3.5 GLP inhibits UVB-induced melanogenesis by antagonizing PKA and MAPK signaling pathways in PIG1 cells

To further verify that GLP could antagonize UVB-induced melanogenesis, human melanocyte PIG1 cells were used for reconfirmation. After exposure of PIG1 cells to UVB irradiation, the expression of MITF, TYR, TYRP1, TYRP2, Myosin, and Rab27A were upregulated (Figure 5b), and the phosphorylation levels of CREB, ERK, JNK, and P38 increased significantly. In comparison, an opposite trend was found in the UVB+GLP group. GLP alone had no significant effect on the melanogenesis genes and phosphorylation levels of CREB, ERK, JNK, and P38 in PIG1 cells. These results suggest that GLP can antagonize UVB-induced melanogenesis in PIG1 cells by inhibiting the PKA and MAPK signaling pathways.

3.6 GLP antagonizing UVB-induced skin pigmentation in vivo

To explore whether GLP can antagonize UVB-induced pigmentation in vivo, a UVB-induced pigmentation model was constructed by treating zebrafish with UVB irradiation.

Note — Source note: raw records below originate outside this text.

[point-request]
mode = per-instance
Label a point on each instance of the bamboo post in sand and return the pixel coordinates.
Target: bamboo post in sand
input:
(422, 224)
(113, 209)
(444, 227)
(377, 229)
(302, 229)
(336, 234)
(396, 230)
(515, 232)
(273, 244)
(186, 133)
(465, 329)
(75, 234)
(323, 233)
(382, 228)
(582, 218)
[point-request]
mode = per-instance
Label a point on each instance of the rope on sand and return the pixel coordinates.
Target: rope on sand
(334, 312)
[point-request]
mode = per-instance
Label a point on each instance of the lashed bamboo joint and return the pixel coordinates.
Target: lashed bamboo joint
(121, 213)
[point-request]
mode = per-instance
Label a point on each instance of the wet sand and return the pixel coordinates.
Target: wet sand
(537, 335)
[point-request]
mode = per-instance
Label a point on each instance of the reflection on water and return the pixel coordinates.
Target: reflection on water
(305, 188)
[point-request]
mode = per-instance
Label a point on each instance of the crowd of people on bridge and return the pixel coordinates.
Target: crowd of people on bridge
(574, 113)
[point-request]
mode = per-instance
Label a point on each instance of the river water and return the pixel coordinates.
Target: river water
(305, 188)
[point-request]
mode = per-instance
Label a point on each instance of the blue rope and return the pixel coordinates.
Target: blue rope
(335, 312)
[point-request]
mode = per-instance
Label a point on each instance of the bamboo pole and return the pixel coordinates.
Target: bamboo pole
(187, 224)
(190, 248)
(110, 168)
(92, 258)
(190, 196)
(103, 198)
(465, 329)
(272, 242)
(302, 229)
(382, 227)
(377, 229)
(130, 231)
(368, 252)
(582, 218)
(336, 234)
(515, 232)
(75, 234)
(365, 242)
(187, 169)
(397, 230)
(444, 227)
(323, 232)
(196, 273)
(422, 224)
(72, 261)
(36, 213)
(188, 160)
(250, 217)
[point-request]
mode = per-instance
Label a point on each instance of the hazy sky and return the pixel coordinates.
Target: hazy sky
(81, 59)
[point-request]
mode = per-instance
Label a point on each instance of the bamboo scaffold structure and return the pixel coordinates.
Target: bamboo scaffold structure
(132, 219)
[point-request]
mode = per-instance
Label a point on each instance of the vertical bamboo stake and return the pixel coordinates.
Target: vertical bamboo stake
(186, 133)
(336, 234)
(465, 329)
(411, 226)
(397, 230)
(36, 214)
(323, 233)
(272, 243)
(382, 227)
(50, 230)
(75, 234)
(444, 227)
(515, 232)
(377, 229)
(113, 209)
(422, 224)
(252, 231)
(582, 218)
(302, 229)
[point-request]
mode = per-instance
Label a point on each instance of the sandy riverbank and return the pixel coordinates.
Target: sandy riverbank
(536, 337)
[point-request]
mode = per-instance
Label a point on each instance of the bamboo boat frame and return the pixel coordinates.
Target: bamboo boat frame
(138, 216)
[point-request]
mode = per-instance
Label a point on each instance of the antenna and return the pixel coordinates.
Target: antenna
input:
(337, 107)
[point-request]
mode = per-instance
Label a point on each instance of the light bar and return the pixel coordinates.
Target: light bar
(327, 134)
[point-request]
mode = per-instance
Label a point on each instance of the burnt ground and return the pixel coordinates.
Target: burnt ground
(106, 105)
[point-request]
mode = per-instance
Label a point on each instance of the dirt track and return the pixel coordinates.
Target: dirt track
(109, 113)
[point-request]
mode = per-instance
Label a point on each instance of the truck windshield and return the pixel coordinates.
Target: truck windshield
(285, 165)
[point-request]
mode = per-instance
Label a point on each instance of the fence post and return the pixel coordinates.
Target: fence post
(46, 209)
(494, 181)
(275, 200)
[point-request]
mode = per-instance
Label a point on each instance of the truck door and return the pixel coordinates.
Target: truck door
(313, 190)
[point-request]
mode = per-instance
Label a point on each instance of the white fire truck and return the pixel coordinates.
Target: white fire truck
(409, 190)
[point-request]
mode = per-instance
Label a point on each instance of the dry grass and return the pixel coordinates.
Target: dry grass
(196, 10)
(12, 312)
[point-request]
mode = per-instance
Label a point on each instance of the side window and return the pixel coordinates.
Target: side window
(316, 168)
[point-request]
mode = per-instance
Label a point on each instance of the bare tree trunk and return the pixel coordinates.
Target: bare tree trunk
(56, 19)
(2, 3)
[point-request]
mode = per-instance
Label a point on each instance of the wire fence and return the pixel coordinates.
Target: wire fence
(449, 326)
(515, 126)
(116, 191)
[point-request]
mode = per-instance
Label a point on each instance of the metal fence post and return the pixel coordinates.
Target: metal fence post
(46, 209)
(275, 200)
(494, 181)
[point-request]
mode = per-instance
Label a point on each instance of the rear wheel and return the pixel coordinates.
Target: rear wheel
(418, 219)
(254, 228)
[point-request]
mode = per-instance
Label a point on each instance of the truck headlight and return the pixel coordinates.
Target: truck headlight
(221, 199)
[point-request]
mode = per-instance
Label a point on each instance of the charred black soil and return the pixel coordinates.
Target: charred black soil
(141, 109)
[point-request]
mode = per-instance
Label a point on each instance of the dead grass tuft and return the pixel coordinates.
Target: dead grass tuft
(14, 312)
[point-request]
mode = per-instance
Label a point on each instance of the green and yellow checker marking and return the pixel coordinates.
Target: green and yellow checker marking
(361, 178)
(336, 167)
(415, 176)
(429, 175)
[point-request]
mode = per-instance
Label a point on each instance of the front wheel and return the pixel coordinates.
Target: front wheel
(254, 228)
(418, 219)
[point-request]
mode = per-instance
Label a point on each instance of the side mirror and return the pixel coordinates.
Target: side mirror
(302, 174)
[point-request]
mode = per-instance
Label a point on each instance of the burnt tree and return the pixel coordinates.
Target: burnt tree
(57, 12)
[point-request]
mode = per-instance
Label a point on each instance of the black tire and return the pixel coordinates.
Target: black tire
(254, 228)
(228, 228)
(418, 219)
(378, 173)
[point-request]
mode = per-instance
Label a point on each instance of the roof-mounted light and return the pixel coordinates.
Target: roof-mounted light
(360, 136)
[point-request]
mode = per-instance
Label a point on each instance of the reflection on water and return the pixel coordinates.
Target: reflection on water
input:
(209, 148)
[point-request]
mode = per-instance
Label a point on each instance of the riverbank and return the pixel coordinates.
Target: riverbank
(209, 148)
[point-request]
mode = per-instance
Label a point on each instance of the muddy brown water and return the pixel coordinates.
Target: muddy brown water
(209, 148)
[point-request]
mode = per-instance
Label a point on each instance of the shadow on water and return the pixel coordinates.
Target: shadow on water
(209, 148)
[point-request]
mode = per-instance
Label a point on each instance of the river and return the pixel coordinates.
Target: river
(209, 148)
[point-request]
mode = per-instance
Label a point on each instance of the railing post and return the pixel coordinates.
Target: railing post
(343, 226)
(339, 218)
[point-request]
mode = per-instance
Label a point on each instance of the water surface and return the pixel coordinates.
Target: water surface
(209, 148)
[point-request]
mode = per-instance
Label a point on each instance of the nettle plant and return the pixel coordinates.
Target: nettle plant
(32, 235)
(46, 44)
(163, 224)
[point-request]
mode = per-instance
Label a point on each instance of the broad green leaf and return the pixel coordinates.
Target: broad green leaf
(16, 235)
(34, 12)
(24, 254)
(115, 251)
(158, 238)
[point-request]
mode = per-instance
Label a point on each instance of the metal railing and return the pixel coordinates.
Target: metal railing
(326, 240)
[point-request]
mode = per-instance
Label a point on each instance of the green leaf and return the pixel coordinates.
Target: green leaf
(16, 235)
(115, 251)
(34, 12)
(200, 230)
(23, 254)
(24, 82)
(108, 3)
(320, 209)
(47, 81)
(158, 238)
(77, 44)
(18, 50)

After treatment of zebrafish juveniles with UVB irradiation for 5 days, increase in melanin content was observed. Compared with the UVB group, the melanin content in the UVB+GLP group experienced a downward trend (Figure 6a). To explore whether GLP was capable of sunscreen, depilated guinea pigs were irradiated with UVB, which resulted in obvious sunburn damage and erythema reaction. Compared with the UVB group, the guinea pigs in the UVB+GLP group suffered less sunburn damage and erythema reaction (Figure 6b). The results obtained in vivo confirmed GLP could antagonize UVB-induced pigmentation and sunburn reactions. At the same time, GLP could also antagonize UVB-induced pigmentation in KM mice (Supporting Information Figure 1).